Harness Engineering and the Art of Building Agents
The industry is waking up to what we built into Lawpath Cortex from day one: that the model is just the engine, and the harness is where the real engineering happens. OpenClaw, LangChain, and Anthropic are all converging on the same insight.
The Model Is Not the Agent
There’s a phrase making the rounds in AI engineering circles right now: Agent = Model + Harness. LangChain published it. Anthropic built an entire engineering blog series around it. And OpenClaw, the fastest-growing open-source AI agent framework in history, validated it so convincingly that its creator was hired by OpenAI within months of launch.
The idea is simple. A language model, no matter how capable, is not an agent. It becomes one only when surrounded by the right infrastructure: context assembly, tool orchestration, verification loops, memory systems, safety rails, and observability. That surrounding infrastructure is the harness.
What’s remarkable to us at Lawpath is that this framing describes exactly what we’ve been building for the past two years. When we designed Lawpath Cortex, the agentic infrastructure behind Atlas, we weren’t following a playbook called “harness engineering.” The playbook didn’t exist yet. But the problems were real, and the solutions we arrived at are strikingly similar to what the industry is now converging on.
This post is about that convergence: what harness engineering is, why it matters more than model selection, and how the patterns we built into Cortex anticipated the discipline before it had a name.
The Rise of Harness Engineering
The term “harness engineering” entered mainstream AI vocabulary in early 2026, but the concept has been building for over a year.
In June 2025, Shopify CEO Tobi Lutke popularised the idea that “context engineering” had superseded prompt engineering as the core skill for building with AI. Andrej Karpathy, formerly of OpenAI, defined it as “the delicate art and science of filling the context window with just the right information for the next step.” Anthropic published a detailed engineering guide on effective context engineering for AI agents, arguing that context is a finite resource with diminishing marginal returns, and that LLMs experience “context rot” as token count increases.
Harness engineering takes this further. Where context engineering focusses on what goes into the context window, harness engineering encompasses the entire system surrounding the model: how context is assembled, how tools are orchestrated, how outputs are verified, how state is maintained across sessions, and how the system degrades gracefully when things go wrong.
LangChain’s Vivek Trivedy codified the framework in “The Anatomy of an Agent Harness”, defining a harness as “every piece of code, configuration, and execution logic that isn’t the model itself.” The harness provides what raw models cannot: durable state, tool execution, real-time knowledge access, environment setup, and enforceable constraints.
The evidence that harness design matters more than model selection is now substantial:
-
SWE-Agent (Yang et al., NeurIPS 2024) demonstrated that designing a better agent-computer interface, without changing the underlying model, improved software engineering task resolution from 3.97% to 12.47% with GPT-4. Same model.

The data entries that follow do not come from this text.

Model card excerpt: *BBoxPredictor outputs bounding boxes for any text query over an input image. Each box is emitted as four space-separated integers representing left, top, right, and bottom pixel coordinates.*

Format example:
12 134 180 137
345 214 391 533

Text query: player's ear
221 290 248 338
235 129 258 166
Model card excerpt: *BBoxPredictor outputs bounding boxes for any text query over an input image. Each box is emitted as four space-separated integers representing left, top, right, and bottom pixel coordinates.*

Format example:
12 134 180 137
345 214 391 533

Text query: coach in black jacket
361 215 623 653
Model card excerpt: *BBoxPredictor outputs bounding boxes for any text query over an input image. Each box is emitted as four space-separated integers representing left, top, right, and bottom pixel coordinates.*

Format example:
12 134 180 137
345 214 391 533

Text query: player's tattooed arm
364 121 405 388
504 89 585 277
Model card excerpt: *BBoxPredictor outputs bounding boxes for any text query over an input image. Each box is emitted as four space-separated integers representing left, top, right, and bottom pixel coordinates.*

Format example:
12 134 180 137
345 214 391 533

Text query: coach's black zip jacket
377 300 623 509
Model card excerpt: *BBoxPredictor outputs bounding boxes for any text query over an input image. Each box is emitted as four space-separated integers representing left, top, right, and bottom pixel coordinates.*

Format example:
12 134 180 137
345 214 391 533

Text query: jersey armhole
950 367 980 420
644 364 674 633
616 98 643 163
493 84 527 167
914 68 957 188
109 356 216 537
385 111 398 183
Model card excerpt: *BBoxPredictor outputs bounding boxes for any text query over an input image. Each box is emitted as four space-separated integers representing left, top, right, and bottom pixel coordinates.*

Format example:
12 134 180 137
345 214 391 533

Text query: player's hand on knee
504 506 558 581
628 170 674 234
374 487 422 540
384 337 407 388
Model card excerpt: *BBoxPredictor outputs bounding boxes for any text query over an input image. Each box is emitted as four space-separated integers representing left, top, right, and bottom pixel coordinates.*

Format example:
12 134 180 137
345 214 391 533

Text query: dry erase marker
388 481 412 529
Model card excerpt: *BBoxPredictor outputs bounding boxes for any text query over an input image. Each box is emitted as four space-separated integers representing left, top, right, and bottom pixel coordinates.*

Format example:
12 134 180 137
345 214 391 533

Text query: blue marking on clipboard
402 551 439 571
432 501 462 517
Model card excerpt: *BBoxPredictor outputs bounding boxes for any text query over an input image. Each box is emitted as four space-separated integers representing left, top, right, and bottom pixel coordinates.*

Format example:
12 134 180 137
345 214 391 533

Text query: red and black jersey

Different harness. 64% better outcomes.
-
LangChain’s coding agent improved from 52.8% to 66.5% accuracy on TerminalBench 2.0 by changing only the harness components, keeping the model fixed. That’s a 26% improvement without touching the model.
-
OpenAI’s Codex team reported that swapping the underlying model shifts output quality by only 10-15%, while changing harness design determines whether the system works at all.
The emerging consensus: the model is commodity. The harness is moat.
OpenClaw: A Harness by Any Other Name
If you want to understand why harness engineering matters, look at OpenClaw.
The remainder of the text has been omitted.